# Grooming for a min pin?



## jfinner1 (Mar 4, 2009)

This may seem a bit silly, but both of my other dogs have been long haired and needed a bit of maintenance. The golden retriever mix had to me trimmed and brushed to avoid mats, and the poodle, well, she was a poodle. That kinda speaks for itself, lol. Now I've got a min pin, or at least he looks like a min pin, lol. Really short hair, so I doubt he'll need a trim or anything, and I'm not even sure if he'll need brushed... Do they shed? So I guess my question is, what kind of maintenance does a min pin need? How often should he get a bath? If he needs brushed, what kind of brush would be best? Right now, all I'm doing is nails and teeth. Am I missing anything?


----------



## CoverTune (Mar 11, 2007)

Bathe him when he's smelly.. I do my short coat pups every 4-6 weeks or so and if you find him shedding a lot, I recommend a Zoom Groom.


----------



## Merle-velous (Jun 19, 2011)

Zoom Grooms work well, i also use a rubber curry on my great dane, it takes out a lot of dead hair.


----------



## Loki Love (May 23, 2010)

I also recommend the Zoom Groom. We use it on our Dane as well. As for baths - Loki gets a bath maybe 3-4 times a year, at most.


----------



## abi88 (Jul 2, 2008)

We have a pug/x, my best friend has his sister and the in-laws have a min-pin/x I use a shedding blade(like for my horses) on all of them along with a rubber curry. I also bathe the pug/x every month and a half to two months and make sure we wipe them down with baby wipes ever week(including in the ears.)

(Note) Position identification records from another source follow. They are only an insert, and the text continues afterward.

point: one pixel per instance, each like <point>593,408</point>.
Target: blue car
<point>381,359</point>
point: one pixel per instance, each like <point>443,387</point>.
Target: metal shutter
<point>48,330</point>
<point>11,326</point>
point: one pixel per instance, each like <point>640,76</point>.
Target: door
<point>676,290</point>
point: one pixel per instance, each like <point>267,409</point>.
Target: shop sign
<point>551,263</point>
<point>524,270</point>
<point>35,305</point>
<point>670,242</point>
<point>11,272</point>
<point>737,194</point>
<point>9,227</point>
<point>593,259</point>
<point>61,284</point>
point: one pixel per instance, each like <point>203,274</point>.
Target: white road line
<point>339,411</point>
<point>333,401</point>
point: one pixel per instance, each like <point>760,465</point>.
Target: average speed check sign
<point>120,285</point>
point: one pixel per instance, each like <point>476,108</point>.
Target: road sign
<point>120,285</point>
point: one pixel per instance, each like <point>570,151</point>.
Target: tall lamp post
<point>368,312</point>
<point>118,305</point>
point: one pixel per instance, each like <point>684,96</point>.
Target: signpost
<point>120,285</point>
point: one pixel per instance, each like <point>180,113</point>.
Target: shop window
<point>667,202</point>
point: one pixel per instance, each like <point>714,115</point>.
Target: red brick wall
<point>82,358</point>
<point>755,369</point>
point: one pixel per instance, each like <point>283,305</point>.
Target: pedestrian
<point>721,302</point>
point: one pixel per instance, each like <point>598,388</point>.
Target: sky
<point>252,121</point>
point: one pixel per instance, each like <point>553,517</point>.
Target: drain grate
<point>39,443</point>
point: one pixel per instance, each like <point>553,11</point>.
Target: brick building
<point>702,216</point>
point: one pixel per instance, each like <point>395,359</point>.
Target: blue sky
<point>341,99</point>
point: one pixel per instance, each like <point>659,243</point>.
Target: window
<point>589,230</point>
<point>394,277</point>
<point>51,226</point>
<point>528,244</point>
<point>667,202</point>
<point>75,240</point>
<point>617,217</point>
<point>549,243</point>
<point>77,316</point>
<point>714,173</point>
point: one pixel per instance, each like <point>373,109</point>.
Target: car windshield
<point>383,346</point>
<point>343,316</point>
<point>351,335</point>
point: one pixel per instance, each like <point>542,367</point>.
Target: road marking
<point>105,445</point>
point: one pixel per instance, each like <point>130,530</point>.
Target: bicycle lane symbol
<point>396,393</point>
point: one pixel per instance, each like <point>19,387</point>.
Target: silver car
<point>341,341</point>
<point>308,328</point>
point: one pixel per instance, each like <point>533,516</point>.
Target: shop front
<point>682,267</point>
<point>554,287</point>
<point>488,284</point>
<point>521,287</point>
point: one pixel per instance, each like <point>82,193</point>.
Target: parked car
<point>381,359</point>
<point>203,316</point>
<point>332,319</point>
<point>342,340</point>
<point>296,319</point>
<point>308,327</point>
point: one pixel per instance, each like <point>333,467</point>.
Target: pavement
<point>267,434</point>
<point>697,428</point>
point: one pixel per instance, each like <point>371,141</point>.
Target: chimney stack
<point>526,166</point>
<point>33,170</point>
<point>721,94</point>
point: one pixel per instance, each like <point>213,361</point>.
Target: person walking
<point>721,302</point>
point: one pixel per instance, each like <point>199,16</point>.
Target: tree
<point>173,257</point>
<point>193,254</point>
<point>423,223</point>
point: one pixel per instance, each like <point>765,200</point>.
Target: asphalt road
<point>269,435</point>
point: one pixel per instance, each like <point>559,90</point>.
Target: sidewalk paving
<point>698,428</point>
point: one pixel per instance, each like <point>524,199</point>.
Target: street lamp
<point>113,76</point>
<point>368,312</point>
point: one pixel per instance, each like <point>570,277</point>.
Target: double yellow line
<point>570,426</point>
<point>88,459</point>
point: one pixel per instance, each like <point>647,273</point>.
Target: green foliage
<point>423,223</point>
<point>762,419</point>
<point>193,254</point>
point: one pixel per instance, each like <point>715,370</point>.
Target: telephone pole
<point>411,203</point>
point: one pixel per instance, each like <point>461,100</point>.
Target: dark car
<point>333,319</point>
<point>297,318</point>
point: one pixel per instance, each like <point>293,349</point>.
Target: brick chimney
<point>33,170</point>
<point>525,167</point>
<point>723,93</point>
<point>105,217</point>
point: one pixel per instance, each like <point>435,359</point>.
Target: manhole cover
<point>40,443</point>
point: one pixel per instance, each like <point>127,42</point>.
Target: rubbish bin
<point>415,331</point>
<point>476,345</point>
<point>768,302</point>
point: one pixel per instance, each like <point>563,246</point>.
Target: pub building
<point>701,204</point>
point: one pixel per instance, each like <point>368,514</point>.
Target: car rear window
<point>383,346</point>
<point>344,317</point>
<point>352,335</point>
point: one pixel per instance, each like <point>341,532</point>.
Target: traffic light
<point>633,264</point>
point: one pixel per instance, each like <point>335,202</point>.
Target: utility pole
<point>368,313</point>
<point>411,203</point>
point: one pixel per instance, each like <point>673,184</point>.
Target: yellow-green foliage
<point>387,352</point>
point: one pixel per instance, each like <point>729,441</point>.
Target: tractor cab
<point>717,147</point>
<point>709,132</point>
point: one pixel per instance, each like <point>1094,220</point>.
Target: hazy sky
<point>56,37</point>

There really isn't that much to do, but yes they do shed, and need cleaning more then "grooming"!


----------



## jfinner1 (Mar 4, 2009)

Merle-velous said:


> Zoom Grooms work well, i also use a rubber curry on my great dane, it takes out a lot of dead hair.


I actually was wishing that they had curry combs for dogs. I've only ever seen them for horses. Do they have curry combs for small dogs? Could you point me to a place to buy one?

I LOVE Zoom Grooms. I had one for my bunnies (it got lost a few months ago, haven't gotten around to buying a replacement). I'll have to get a new one soon.


----------



## prati_miracleworx (Jun 6, 2011)

Wash your pet regularly. I do it on daily basis. Nails can be taken care of once in a week.


----------



## Loki Love (May 23, 2010)

prati_miracleworx said:


> Wash your pet regularly. I do it on daily basis. Nails can be taken care of once in a week.


I'd actually discourage washing your pet on a daily basis - it can have the opposite effect and end up drying out their skin.


----------



## Shell (Oct 19, 2009)

jfinner1 said:


> I actually was wishing that they had curry combs for dogs. I've only ever seen them for horses. Do they have curry combs for small dogs? Could you point me to a place to buy one?
> 
> I LOVE Zoom Grooms. I had one for my bunnies (it got lost a few months ago, haven't gotten around to buying a replacement). I'll have to get a new one soon.


You can get a foal curry comb, they are a bit softer rubber and pretty small, an oval about the size on an egg.


----------



## prati_miracleworx (Jun 6, 2011)

Loki Love said:


> I'd actually discourage washing your pet on a daily basis - it can have the opposite effect and end up drying out their skin.


 hmmm....actually depends on the climate....if it is dry enough, there's no need of daily bath....agreed


----------



## amberly (Feb 6, 2011)

They do shed quite a lot. Well can.
So you'll still want to bath and do nails on a regular basis. Try a zoom groom. You can use it in the tub while soaped up and while dry.


----------